First and most important is the need to be reconciled to God, then to be reconciled to others individually and corporately. John Dawson says it this way, "Individuals can hurt each other through selfish and unjust behavior and it is also possible for a wound to be sustained by a corporate entity within national life. Animosity and bitterness sometimes festers unresolved for generations. Today's generation has inherited the task of both honoring righteous ancestors and seeking forgiveness for ancestral sins."

The walls that have been built between people and people groups hinder effective evangelism. A brother offended is harder to be won than a strong city; and their contentions are like the bar of a castle. (Proverbs 18:19)

For example, many Europeans who first presented the gospel to the Native Americans were, for the most part, poor representatives of Jesus Christ. How the gospel is first presented to a people group has an effect on those people for generations. The gospel has been preached to Native Americans for over 500 years and it has been reported only 10% profess to be Christians with a much lower percentage believed to be born again believers. This raises the question, "Why have so many Native Americans resisted the gospel? One common answer from the Indians themselves is, "Because it is the white man's religion." They have been offended by the white man and his religious ways. There were numerous injustices committed against the Indians in the name of God, The Sand Creek Massacre presented here was led by a former Methodist minister who said, "I have come to kill Indians and believe it is right and honorable to use any means under God's heaven to kill Indians." He advocated the killing and scalping of all Indians, even infants.
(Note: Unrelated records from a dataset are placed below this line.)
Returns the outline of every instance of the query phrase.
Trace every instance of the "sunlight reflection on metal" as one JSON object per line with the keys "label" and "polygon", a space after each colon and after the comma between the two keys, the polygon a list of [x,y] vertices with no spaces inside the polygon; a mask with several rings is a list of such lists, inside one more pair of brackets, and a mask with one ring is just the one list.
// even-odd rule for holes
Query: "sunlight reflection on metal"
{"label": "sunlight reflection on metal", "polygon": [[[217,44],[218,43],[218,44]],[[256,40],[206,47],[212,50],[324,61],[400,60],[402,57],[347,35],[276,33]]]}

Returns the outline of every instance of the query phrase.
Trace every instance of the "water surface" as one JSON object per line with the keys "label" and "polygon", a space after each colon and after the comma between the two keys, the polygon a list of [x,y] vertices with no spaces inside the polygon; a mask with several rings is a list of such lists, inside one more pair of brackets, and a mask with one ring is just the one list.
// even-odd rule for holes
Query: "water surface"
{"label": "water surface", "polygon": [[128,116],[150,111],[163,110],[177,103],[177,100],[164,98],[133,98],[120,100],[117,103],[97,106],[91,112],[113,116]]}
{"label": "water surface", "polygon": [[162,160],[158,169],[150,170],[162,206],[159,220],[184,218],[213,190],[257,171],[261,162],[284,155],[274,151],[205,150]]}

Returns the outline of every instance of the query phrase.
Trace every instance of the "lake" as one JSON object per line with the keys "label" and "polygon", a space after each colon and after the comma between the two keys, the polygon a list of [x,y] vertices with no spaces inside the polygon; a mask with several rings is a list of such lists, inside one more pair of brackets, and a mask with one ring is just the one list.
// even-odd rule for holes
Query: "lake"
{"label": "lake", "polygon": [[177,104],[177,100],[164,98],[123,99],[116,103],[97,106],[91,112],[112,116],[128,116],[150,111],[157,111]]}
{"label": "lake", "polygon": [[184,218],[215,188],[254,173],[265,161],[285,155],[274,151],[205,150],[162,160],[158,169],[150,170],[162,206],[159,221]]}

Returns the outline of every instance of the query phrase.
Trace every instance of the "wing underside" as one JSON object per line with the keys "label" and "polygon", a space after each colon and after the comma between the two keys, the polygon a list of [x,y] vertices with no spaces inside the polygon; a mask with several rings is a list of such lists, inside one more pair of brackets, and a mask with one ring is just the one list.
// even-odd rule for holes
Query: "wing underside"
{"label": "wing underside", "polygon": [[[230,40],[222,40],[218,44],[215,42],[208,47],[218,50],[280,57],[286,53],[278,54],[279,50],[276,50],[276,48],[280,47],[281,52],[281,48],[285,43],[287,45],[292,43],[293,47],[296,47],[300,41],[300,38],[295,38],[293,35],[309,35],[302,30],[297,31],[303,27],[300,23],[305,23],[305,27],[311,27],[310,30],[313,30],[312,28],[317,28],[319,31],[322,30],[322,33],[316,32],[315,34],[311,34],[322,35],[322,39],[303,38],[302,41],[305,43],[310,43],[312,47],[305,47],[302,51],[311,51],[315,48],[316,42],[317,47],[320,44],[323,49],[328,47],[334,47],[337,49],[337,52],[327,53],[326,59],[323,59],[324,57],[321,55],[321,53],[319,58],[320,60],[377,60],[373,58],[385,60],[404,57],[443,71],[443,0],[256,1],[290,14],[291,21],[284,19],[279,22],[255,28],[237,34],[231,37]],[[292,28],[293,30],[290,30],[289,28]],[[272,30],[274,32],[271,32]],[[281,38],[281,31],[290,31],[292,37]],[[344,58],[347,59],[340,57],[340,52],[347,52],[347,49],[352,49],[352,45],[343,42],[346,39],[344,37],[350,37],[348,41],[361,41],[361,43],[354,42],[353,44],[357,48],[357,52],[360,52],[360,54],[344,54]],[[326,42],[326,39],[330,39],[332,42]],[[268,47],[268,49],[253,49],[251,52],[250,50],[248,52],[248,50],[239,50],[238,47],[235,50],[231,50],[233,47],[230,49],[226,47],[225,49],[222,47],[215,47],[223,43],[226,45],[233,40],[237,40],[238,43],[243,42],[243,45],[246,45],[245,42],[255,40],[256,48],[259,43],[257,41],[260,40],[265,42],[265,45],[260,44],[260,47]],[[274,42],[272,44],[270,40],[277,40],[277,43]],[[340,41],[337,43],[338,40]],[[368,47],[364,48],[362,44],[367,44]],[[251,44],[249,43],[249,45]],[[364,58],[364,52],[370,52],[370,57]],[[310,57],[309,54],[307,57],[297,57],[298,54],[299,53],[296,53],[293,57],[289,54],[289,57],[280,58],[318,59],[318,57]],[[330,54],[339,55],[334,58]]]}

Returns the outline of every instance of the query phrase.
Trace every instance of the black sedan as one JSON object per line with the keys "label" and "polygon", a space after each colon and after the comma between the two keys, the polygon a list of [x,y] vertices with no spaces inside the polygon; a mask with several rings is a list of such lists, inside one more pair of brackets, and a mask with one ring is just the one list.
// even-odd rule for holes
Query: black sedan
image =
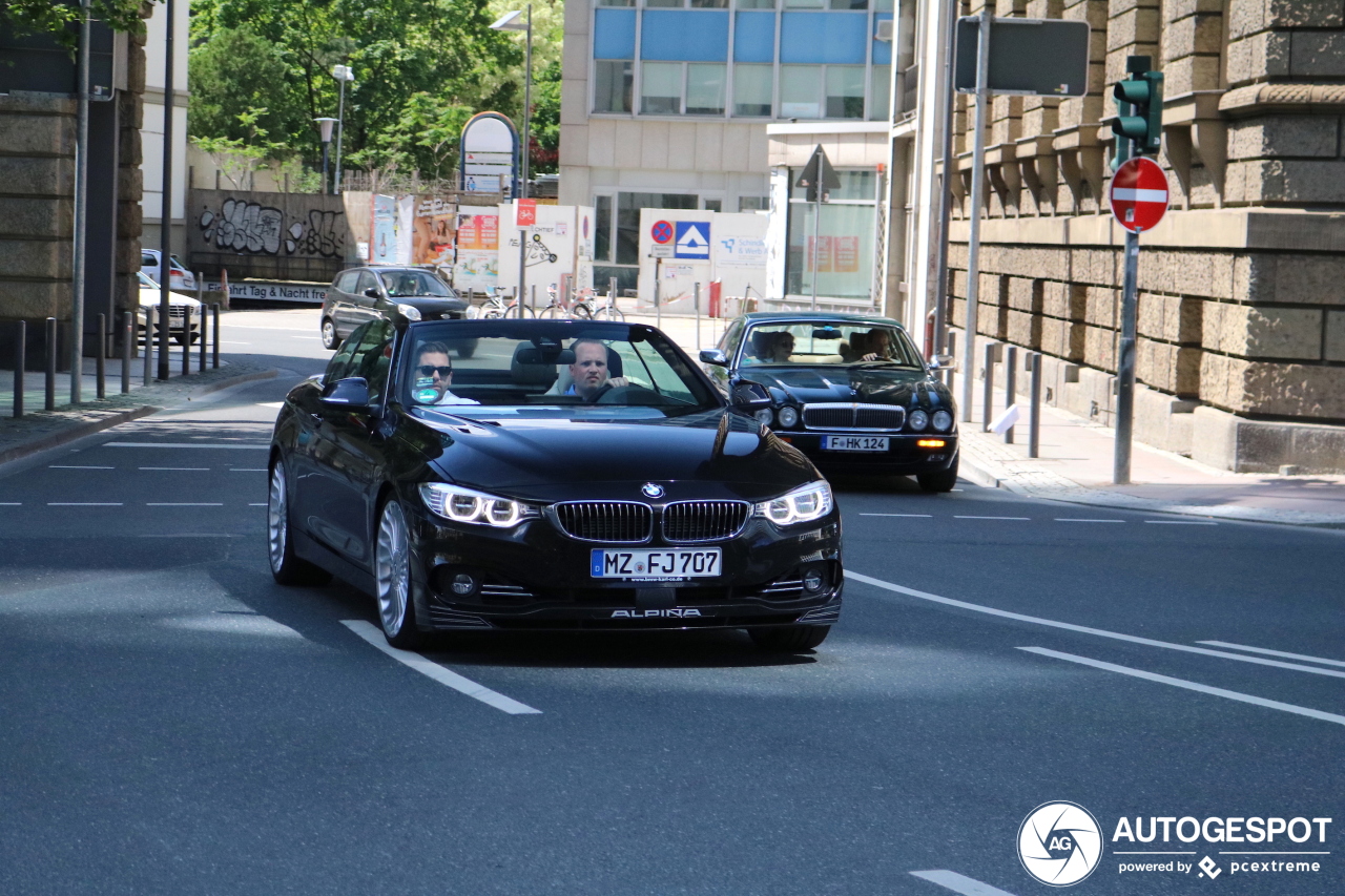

Sometimes Indians were tortured, even killed, if they did not accept Christ and conform to the white man's religion and culture.

Strongholds of the enemy have been established from past sins, unresolved guilt and wounds. God requires an account of what is past. (Ecclesiastes 3:14,15) God led the Reconciliation Coalition to hold a reconciliation ceremony in Denver, Colorado on Nov. 12, 1992 to acknowledge and repent of the injustices and atrocities committed against the Native Americans in Colorado. Representatives from the church, the City of Denver, the State of Colorado, and several Native American nations attended. A man from the Cheyenne nation said, "It was a man of God who so poorly represented Jesus Christ to the Indians, and it will take a man of God to undo that."

We began the meeting by standing in the gap as Nehemiah and Ezra did and asked God to forgive us and the sins of our forefathers where we have so poorly represented Jesus to the Native Americans in our merciless actions toward them. Then we asked the Native Americans for their forgiveness, particularly for the atrocities that were committed in Colorado. The Holy Spirit brought a witness to the power of reconciliation when a Kiowa brother got up on his own, went to the microphone and began to preach about Jesus Christ. He said God called him into full time ministry during the time of repentance.

The ministry of reconciliation is becoming powerfully effective on many of the reservations in California and Montana. There has been reconciliation and restored fellowship between Native Americans and whites, and also between tribes, that has promoted the healing of many wounds. ,We are commanded to love our neighbors as ourselves. Who is our neighbor? In Luke 10:29-37 Jesus gave the example of the Samaritan and the man from Jerusalem. The Jews and the Samaritans were divided in their cultural conflict. (John 4:9) God is looking for a people who will reveal Jesus to the world by our unity and our love for one another. If we are to see Native Americans reached with the gospel then we must first reach out to them in love and reconciliation of past hurts.